Thankfully, I could watch the debate unfold with cool detachment, unable to vote in Colorado. Because I couldn’t reconcile the two arguments. Raised in a conservative household, where the political language of the Cold War remained hotly reactive, I believed in America’s two great guiding principles, Democracy and Justice. And the two seemed irreconcilably opposed in Colorado from 1992 to 1995. Until somebody said something that broke the tie.
“The will of the people in George Wallace’s Alabama was for segregation, too.”
A 1993 protest regarding Amendment 2 (source) |
This statement, in an unsigned Letter to the Editor in the Rocky Mountain News, flipped a switch for me. I realized, in ways I hadn’t before, that Democracy is only a second-tier moral good. The will of the people only matters when it promotes justice.

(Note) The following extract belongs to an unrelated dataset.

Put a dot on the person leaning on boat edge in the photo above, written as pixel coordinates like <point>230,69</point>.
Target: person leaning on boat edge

Sadly, history—and not just American history—teems with evidence that democracy doesn’t necessarily honor justice. The people’s will can bend toward iniquity.
Conservative writers love observing that the word “democracy” doesn’t appear in the Constitution. That’s because America’s Founders distrusted democracy, which, as classically educated aristocrats, they associated with ancient Greek city-states. Early Greek democracies were little better than well-organized street gangs, ruled by whimsy. That, I realized, had happened in Wallace’s Alabama, and in 1992 Colorado.
Amendment 2 became a benchmark in LGBT rights, the first sexuality case to reach the U.S. Supreme Court, in 1995. In an unusual 6-3 ruling, the court sided with the 14th Amendment argument, holding that the popular will comes second. The people cannot vote for discrimination, bias, or exclusion; justice, to exist, must include all Americans. Though courts and legislatures have wavered in practice, this principle remains definitively American.
Watching the current debacle, it appears the sides have reversed. Progressives, eager to dispatch the lame duck, shout: “We won, it’s over, move on.” Conservatives want to prolong the debate with claims, mostly debunked, of widespread injustice. The ramifications of this reversal are weird and bleak, with conservatives promising to uphold justice by demolishing democracy, which hardly seems a reasonable compromise. But still.
The unintended consequence here, is that Democrats are relinquishing the argument from justice, while Republicans redefine “justice” by keeping specious claims alive long enough to seem reasonable. Both sides are making themselves weaker by failing to engage the debate. Those who already fundamentally agree with one side, have no reason to change their minds, because the other side keeps talking past them.
We teach children daily that America is a country of “liberty and justice for all.” It’s time we start acting like one.